Reforma pode chegar a 60%

Presidente Dilma Rousseff quer fazer renovação ambiciosa e reduzir espaço do PT na Esplanada

iG Minas Gerais |

G-20. Dilma prometeu anunciar novo ministro da Fazenda após reunião do G-20, que vai até amanhã
Roberto Stuckert Filho / PR
G-20. Dilma prometeu anunciar novo ministro da Fazenda após reunião do G-20, que vai até amanhã

Brasília. Com desafios para superar na economia e na política, a presidente Dilma Rousseff fará a mais ambiciosa reforma ministerial de seu governo. Ela pretende reduzir o espaço do PT na Esplanada e mudar cerca de 60% dos cargos de primeiro escalão.

As negociações para a mudança na equipe que inaugurará o segundo mandato não começaram para a maioria dos postos.
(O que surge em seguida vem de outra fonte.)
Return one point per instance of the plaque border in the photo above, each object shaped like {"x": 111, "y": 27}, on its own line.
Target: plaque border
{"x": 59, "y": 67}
A única operação já em curso é para a escolha do titular da Fazenda.

Dilma tem conversado pouco sobre os seus planos para a equipe econômica. Na semana que vem, pretende falar com o ex-presidente Luiz Inácio Lula da Silva. Entretanto, seus subordinados duvidam de que uma definição saia nos próximos dias.

Segundo assessores presidenciais, dois critérios vão pesar na escolha da nova equipe: representatividade política (o ministro terá de controlar a bancada de seu partido no Congresso) ou notabilidade na área em que for comandar.

Em diálogos recentes, Lula avisou a petistas que Dilma tem de repaginar seu ministério de maneira profunda e que o espaço do PT deve ser sacrificado com os futuros remanejamentos e demissões.

O PT, por exemplo, reconhece que pode perder Fazenda e Educação, duas pastas nas mãos da sigla desde 1º de janeiro de 2003 – começo do primeiro mandato de Lula.

Nenhuma das apostas para liderar a equipe econômica é filiada à legenda. Entre os mais citados estão Henrique Meirelles (ex-presidente do Banco Central no governo Lula), nome apoiado pelo ex-presidente Lula; Nelson Barbosa (ex-número 2 da Fazenda na gestão Dilma), alternativa que tem a simpatia do PT e de empresários, embora Barbosa tenha negado qualquer convite; e Alexandre Tombini, atual chefe do Banco Central.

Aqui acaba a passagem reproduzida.